Carbohydrates, moderation or nothing?

by Helene van den Berg

I, me and my fat, Part 8

 There is no one-size-fits-all prescription for the quantity of carbohydrates in our diet.

There are genetic variations in fatness and leanness, that are independent of diet. Also, multiple hormones and enzymes affect our fat accumulation (e.g. menopausal men and women lose the restraining effect of testosterone and estrogen as they age.) 

Insulin is the one hormone that we can consciously control through our diet. For some, staying lean or getting lean, might mean avoiding sugars and eating fattening carbohydrates in moderation. For others, losing weight might only be possible with virtually zero carbohydrates. But, then for some obese patients, the longer they had been obese, the more likely they were to remain obese. They have reached a point of no return, where they could not reverse all the damage done by a lifetime of eating carbohydrate-rich foods. 

The conventional logic of diets is a “quick fix” in weight loss. The dieters don’t try to reregulate their fat tissue, but only reduce the calories they consume, expecting their fat cells to willingly give up it’s fat. If there are no immediate results, they decide the diet has failed and they move on to the next one or give up totally. The fact is, unfortunately, that we are counteracting a regulatory disorder of fat metabolism, that took years to develop and will take a few months, to years, to reverse!.
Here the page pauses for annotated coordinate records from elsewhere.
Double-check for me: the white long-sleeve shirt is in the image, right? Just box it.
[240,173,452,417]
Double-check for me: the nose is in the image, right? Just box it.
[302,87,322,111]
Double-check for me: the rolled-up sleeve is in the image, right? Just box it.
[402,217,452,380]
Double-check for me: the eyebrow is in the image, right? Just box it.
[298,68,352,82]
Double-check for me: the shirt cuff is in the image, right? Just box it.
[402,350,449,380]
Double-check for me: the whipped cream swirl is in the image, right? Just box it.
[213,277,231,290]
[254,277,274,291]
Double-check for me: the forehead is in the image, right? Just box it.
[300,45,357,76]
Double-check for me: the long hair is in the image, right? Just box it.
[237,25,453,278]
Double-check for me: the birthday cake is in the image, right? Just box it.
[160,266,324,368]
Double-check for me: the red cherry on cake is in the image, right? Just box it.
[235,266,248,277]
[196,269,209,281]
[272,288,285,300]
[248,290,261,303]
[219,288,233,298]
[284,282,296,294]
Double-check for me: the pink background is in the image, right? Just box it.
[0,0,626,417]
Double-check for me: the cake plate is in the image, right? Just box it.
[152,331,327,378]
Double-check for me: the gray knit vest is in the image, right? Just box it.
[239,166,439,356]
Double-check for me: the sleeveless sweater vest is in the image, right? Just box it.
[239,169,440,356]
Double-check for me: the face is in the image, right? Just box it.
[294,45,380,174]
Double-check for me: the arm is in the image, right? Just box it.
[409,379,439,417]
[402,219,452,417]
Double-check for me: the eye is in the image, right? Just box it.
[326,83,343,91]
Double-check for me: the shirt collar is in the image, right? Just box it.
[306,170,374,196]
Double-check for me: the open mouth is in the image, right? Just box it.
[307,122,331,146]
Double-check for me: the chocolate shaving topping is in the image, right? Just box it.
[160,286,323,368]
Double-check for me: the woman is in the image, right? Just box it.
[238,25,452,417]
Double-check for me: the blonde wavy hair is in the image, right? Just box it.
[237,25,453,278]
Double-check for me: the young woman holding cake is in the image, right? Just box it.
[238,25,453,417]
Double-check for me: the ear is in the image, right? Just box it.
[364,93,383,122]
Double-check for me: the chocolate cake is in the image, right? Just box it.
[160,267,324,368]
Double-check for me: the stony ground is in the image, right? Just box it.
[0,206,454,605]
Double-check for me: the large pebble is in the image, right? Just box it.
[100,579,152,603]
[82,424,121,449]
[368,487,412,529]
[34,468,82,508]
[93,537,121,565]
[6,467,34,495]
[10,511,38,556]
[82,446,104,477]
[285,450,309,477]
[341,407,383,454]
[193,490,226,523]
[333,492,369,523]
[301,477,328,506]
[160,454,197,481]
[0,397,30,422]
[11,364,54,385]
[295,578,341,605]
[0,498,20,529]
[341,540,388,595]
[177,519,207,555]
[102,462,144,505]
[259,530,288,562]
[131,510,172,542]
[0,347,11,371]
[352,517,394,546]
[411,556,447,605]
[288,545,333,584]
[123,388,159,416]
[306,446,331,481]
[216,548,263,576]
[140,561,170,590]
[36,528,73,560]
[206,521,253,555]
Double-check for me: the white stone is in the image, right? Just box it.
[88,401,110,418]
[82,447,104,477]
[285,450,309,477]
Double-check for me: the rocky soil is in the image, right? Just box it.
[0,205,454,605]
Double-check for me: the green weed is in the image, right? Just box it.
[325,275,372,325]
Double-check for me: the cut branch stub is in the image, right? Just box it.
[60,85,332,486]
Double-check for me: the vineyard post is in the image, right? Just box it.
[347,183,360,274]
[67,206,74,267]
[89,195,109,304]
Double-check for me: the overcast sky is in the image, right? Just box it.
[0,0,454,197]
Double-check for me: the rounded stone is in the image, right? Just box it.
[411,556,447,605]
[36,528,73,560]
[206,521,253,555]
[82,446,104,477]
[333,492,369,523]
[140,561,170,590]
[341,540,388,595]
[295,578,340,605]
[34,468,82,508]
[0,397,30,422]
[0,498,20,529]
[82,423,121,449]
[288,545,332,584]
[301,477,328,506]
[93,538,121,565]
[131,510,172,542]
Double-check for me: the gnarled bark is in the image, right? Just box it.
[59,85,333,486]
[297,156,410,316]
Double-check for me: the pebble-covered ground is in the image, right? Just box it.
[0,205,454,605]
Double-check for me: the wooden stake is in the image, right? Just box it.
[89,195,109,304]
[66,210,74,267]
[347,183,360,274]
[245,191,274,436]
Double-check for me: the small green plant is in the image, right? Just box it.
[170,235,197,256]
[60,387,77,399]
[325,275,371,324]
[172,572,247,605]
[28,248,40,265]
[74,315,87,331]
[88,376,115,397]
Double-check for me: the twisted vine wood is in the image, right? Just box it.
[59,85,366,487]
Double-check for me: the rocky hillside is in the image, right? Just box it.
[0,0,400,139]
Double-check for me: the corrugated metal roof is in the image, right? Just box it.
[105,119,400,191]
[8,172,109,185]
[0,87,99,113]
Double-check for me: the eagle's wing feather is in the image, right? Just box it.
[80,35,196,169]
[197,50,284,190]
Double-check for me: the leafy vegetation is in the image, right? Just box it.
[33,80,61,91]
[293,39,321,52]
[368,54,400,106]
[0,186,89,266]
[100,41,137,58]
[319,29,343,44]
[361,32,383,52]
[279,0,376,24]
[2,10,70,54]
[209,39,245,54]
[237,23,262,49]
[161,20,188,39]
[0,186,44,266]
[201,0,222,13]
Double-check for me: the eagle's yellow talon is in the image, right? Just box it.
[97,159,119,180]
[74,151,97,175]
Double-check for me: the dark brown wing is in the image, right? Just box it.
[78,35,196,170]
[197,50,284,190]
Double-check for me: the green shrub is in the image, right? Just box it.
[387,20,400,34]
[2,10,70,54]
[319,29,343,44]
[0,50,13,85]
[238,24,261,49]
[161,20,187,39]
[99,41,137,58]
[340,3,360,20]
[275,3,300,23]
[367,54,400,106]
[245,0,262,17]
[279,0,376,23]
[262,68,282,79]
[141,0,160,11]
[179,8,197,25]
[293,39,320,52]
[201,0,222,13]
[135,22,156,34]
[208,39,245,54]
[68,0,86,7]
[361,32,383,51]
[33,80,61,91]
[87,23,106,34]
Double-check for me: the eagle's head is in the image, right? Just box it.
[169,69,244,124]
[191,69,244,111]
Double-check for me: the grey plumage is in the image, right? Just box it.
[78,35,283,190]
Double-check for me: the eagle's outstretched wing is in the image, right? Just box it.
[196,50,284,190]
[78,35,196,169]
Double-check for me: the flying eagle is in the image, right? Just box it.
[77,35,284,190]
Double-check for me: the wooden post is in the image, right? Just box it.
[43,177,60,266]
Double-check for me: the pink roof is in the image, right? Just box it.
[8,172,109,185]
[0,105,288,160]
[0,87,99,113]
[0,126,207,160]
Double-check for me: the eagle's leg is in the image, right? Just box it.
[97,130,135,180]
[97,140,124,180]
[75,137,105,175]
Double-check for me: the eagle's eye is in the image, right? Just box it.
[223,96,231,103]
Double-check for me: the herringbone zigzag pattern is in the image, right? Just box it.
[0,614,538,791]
Carbohydrate restriction = eating animal products

Why?. If you eat mostly/exclusively plants, the bulk of your calories still come from carbohydrates. For most people this won’t work. Although you are eating leafy green vegetables and beans with a low glycemic index, the total amount of carbohydrates will still be high. If you try to eat fewer carbohydrates or smaller portions, you’ll be hungry all the time. Those who prefer to be vegetarians, could always improve the quality of their carbohydrates to improve their health, even if it’s not sufficient to make them lean. 


There are 3 approaches:

  1. Establish ideal amount of carbohydrates for yourself – e.g. 72g or 300 calories/day, would minimize any potential side effects.
  2. Minimal carbohydrates from the outset .
  3. Enter a weight-loss diet …become lean as you safely can be, until your goal is reached. After that, you can incorporate back into your diet the foods you have been avoiding. The Atkins diet start with the “induction phase”: fewer than 20g/day, no carbohydrates, except leafy green vegetables each day. Then, when you start losing weight at an acceptable rate (after 2-3 months), a minimal amount of carbohydrates (50g/day) can be added back into your diet. Watch your body’s response – if you stop losing fat, your body can’t tolerate these carbohydrates and you can’t eat them. Follow the same approach once you have reached your ideal weight. This allows you to determine what your body can tolerate.